Still want to be a poet? A poet would be well up on all that stuff wouldn’t they? Except, I write poetry, which makes me a sort-of poet, but to be honest I had to look all that terminology up on Wikipedia. If I’d been a Lit student having to field questions on it, I’d surely have failed. Well, I did fail actually – not that I was ever asked those questions, specifically. Log tables made more sense to me, but I still liked writing poetry. Log tables are obsolete now, while poetry remains pretty much a constant throughout time. And do you really need to know about all that structural theory stuff anyway? Well, the poet Robert Frost thought so. He said: there can be no fair tennis without a net, that without proper structure, poetry seldom yields works of beauty.
And he may have a point:
He watched with all his organs of concern
How princes walk, what wives and children say;
Reopened old graves in his heart to learn
What laws the dead had died to disobey;
That’s W H Auden writing in 1940. Plenty structure and rhyme there, and a silken beauty in the flow of it.
But then how about:
A shattered army, Thames’ filthy tonnage, tumbrils of carrion,
Not a beautiful spectacle
For the drinkers of history, or for me
Or my friends, this island’s parallel issues.
That’s Ted Hughes, writing in 1963. No structure, no rhyme, like being hit in the face with a plank of wood, leaving you with multiple splinters to pick at, which I presume is what he intended. So, maybe Frost was just an old fuddy duddy traditionalist and you can play tennis without a net after all, that indeed certain poetic themes demand a freer form if they’re to achieve their desired impact.

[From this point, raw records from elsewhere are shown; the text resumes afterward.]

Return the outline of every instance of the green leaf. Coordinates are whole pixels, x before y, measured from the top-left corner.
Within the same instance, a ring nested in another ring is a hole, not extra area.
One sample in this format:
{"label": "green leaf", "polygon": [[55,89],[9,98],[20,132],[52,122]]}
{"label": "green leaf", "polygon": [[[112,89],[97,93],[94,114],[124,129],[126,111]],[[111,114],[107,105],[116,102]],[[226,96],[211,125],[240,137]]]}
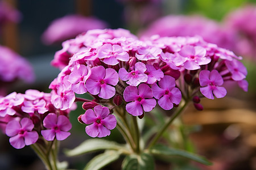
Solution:
{"label": "green leaf", "polygon": [[123,161],[122,170],[154,170],[155,163],[152,155],[143,153],[140,155],[127,156]]}
{"label": "green leaf", "polygon": [[169,148],[166,146],[157,144],[153,146],[150,150],[150,152],[159,156],[178,156],[193,160],[207,165],[210,165],[212,163],[209,162],[206,158],[197,155],[195,154],[188,152],[187,151],[176,148]]}
{"label": "green leaf", "polygon": [[65,150],[65,153],[68,156],[73,156],[104,150],[112,150],[119,151],[121,152],[129,152],[125,145],[102,139],[91,139],[84,141],[72,150]]}
{"label": "green leaf", "polygon": [[108,150],[93,158],[84,170],[98,170],[118,159],[121,153],[117,151]]}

I used to strive for structure in my own poetry, but sometimes the struggle took over from what I was trying to say. Rhyme and structure are satisfying to achieve, like completing a literary puzzle, but they can also cheapen a poem, so why push for rhyme if you don’t have to?
How about this:
I remember sitting together in parks
leaning over bridges
counting trout and swans
holding hands under arches
kissing away suns
and moons into darkness.
I remember platform good-byes
last-minute trains
slamming us apart
and my non-self walking back alone.
I remember smaller things:
a pebble in my shoe
and you throwing a match-box on the Serpentine
That’s Phoebe Hesketh. No structure, no rhyme except for that last poignant hook between “shoe” and “you”. A friend of Herbert Edward Palmer, an English poet and critic, his advice to her was never to let the conscious mind force a poem into shape. That’s important, I think. It can be pleasurable exploring traditional patterns in poetry, and good practice trying them out, and if a poem falls into such a pattern, then let it be, but if doesn’t want to, don’t make it.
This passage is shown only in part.